Facebook wants to make you more productive at work

By TIME
By TIME
Social Networking Sites May Be Monitored By Security Services
LONDON, ENGLAND - MARCH 25: In this photo illustration the Social networking site Facebook is displayed on a laptop screen on March 25, 2009 in London, England. The British government has made proposals which would force Social networking websites such as Facebook to pass on details of users, friends and contacts to help fight terrorism. (Photo by Dan Kitwood/Getty Images)
Photograph by Dan Kitwood—Getty Images

This post is in partnership with Time. The article below was originally published at Time.com

By Dan Kedmey, TIME

Facebook released an app for the workplace on Wednesday, offering a handful of test users access to a new site that looks like Facebook and feels like Facebook, but with a few key alterations.

The app, called “Facebook at Work,” breaks off co-workers into a standalone social network, Re/code reports. There, a team can share posts and images appropriate for the workplace. Users can also rest assured that personal posts, such as those polaroid pictures of your preschool class, won’t crop up on the professional feed unless a user feels a need to volunteer that sort of information.

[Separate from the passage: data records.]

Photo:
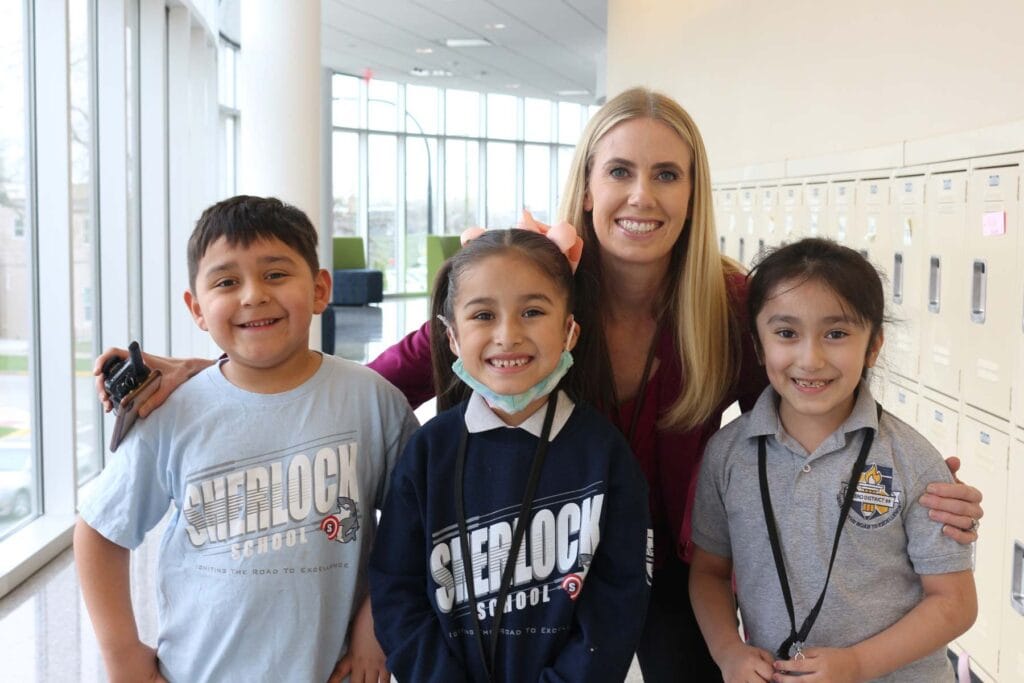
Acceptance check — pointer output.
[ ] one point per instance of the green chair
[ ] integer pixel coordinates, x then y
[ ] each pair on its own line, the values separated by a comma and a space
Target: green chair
348, 253
354, 284
439, 247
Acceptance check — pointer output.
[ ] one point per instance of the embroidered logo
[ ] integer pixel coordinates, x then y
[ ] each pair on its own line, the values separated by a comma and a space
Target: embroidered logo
343, 525
875, 503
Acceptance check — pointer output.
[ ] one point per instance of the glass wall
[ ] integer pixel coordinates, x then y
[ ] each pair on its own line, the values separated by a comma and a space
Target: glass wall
81, 69
410, 161
18, 457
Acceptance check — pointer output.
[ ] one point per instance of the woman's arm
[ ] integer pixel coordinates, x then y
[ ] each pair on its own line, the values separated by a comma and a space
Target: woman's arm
174, 373
407, 366
947, 610
609, 612
955, 506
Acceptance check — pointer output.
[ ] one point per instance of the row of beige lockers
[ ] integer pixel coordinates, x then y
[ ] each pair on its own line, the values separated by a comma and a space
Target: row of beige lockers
947, 241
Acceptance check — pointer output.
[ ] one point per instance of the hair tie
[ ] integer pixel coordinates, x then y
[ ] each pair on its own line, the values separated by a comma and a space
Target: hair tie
562, 233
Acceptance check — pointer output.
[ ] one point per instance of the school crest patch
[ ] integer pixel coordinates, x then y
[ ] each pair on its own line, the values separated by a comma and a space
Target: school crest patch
876, 503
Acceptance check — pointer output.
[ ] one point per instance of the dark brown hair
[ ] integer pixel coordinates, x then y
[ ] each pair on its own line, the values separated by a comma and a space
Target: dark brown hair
245, 219
535, 247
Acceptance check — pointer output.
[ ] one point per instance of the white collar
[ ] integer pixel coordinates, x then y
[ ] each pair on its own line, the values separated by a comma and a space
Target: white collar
480, 418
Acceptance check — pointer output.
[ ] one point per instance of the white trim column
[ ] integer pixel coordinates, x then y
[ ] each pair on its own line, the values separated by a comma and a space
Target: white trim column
281, 132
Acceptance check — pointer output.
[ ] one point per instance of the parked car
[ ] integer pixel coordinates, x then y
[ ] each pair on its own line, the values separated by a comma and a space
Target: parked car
16, 481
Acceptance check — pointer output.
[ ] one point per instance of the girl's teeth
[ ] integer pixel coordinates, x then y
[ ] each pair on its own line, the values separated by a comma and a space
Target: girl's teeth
638, 226
509, 364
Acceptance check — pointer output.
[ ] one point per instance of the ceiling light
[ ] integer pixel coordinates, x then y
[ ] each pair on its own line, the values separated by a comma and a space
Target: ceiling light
467, 42
422, 73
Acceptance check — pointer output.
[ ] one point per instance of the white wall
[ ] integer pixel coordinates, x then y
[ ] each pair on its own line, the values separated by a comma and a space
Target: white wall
769, 80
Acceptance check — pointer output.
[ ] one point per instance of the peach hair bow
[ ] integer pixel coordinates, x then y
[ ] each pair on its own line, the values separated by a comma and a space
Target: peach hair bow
562, 233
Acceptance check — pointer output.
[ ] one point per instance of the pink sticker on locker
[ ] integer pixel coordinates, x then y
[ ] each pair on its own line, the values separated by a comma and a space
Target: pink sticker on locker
993, 223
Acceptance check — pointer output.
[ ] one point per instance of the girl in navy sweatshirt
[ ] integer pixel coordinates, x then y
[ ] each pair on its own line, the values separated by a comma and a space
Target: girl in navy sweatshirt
539, 492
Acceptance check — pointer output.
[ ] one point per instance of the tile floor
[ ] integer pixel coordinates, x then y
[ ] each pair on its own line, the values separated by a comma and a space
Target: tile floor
45, 634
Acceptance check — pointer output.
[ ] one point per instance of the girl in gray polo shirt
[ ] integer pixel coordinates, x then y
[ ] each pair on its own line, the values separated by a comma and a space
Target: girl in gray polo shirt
811, 500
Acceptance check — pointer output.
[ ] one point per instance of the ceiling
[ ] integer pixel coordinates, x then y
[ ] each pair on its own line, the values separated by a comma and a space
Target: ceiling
540, 48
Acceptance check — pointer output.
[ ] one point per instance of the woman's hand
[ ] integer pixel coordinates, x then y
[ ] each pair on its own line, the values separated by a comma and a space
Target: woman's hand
955, 506
174, 372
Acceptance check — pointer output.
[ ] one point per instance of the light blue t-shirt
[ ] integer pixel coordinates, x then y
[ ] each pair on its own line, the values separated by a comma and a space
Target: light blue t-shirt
273, 515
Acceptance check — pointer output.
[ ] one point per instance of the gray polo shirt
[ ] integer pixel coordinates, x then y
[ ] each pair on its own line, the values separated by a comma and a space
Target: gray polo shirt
887, 542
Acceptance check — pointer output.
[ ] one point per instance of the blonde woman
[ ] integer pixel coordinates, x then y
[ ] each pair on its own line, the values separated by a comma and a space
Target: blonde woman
665, 345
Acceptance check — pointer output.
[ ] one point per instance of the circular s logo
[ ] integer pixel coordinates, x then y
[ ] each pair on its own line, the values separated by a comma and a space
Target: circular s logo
572, 584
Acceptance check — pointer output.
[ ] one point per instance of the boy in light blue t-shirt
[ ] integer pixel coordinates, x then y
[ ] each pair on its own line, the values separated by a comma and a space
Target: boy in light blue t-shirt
273, 461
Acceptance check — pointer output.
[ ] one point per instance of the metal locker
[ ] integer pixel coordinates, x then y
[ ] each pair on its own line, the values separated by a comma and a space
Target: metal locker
744, 227
725, 219
792, 202
990, 251
1012, 641
816, 198
767, 227
1015, 302
840, 209
983, 451
906, 275
869, 232
946, 281
939, 423
901, 401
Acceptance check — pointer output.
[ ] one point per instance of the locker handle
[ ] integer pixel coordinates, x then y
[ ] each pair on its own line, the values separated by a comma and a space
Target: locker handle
979, 292
898, 279
934, 284
1017, 580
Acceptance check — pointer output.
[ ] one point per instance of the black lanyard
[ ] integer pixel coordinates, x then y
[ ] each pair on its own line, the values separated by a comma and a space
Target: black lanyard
487, 655
776, 550
641, 393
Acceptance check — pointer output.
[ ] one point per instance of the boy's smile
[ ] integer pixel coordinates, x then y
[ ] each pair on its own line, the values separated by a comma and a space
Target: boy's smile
257, 302
814, 352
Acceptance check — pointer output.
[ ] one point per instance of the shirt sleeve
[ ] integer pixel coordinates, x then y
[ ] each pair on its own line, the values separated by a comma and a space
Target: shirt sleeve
711, 523
131, 495
407, 366
930, 551
611, 607
404, 622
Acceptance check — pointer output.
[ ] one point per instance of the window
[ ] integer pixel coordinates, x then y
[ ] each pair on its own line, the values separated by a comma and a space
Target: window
503, 117
345, 163
18, 461
462, 113
382, 243
411, 160
462, 174
88, 417
501, 185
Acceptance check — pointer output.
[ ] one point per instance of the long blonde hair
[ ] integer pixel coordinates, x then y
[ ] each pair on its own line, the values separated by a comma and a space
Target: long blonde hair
695, 300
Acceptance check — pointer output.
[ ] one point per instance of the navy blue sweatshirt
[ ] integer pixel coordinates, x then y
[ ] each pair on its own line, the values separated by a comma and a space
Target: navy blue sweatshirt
580, 591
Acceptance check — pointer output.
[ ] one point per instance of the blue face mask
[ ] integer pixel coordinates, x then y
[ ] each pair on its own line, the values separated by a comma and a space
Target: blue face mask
512, 403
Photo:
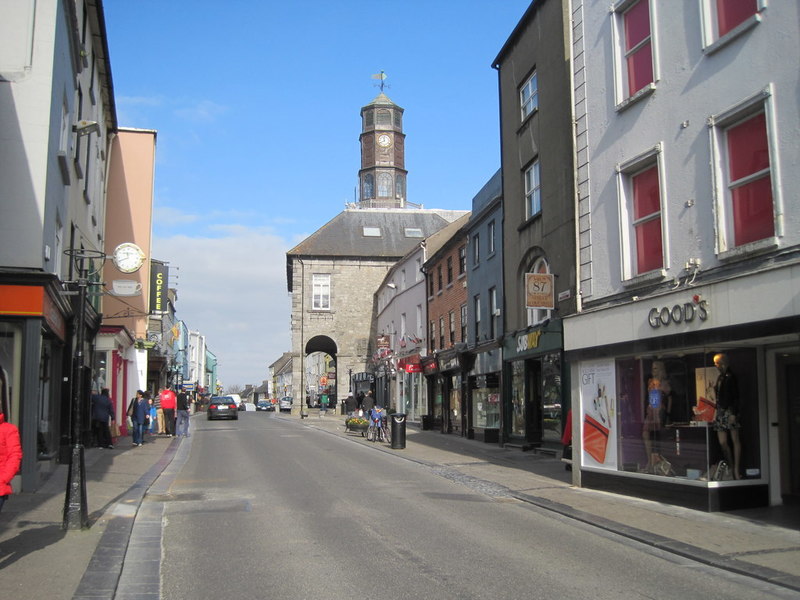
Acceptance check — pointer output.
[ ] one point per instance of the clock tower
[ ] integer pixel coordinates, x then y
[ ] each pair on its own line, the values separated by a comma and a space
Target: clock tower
382, 178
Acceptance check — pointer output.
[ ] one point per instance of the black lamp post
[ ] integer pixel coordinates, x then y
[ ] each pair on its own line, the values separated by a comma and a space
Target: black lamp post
76, 514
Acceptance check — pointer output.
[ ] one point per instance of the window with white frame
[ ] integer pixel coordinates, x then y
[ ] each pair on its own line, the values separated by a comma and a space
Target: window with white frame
529, 96
494, 313
321, 291
746, 202
533, 190
724, 20
635, 65
476, 305
641, 206
537, 315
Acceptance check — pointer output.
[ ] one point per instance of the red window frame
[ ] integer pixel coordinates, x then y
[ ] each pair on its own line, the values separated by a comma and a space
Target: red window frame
638, 46
750, 180
646, 194
731, 13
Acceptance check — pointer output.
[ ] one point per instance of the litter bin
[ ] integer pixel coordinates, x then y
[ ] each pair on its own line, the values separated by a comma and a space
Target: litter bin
398, 431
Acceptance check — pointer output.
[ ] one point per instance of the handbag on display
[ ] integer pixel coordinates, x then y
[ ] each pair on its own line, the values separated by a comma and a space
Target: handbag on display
595, 439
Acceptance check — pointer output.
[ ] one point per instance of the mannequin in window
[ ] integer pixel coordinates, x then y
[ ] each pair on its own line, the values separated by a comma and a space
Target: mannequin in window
657, 411
726, 422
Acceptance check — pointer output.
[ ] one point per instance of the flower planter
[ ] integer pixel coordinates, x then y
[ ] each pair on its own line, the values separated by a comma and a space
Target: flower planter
350, 425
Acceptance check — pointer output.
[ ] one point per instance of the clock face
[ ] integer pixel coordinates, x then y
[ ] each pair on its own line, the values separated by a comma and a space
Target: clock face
128, 257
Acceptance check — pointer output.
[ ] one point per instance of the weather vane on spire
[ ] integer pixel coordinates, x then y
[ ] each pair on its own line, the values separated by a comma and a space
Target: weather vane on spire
382, 76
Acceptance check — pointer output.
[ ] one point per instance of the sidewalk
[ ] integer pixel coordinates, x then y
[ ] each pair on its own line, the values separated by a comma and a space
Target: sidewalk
40, 560
745, 542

To ensure workers have open conversations, the Wall Street Journal reports that Facebook (FB) will jettison its ad-based revenue model, stripping out ads from the site and assuring users that no one outside of the work network—neither marketers nor Facebook—will view the content.

The app is designed to offer an alternative form of communication to email, the Wall Street Journal reports, merging the pile of inbox messages into a continuous stream of communication. It also will pose a direct challenge to a growing number of work-oriented social networking sites, such as Microsoft’s (MSFT) Yammer and IBM’s (IBM) Connections.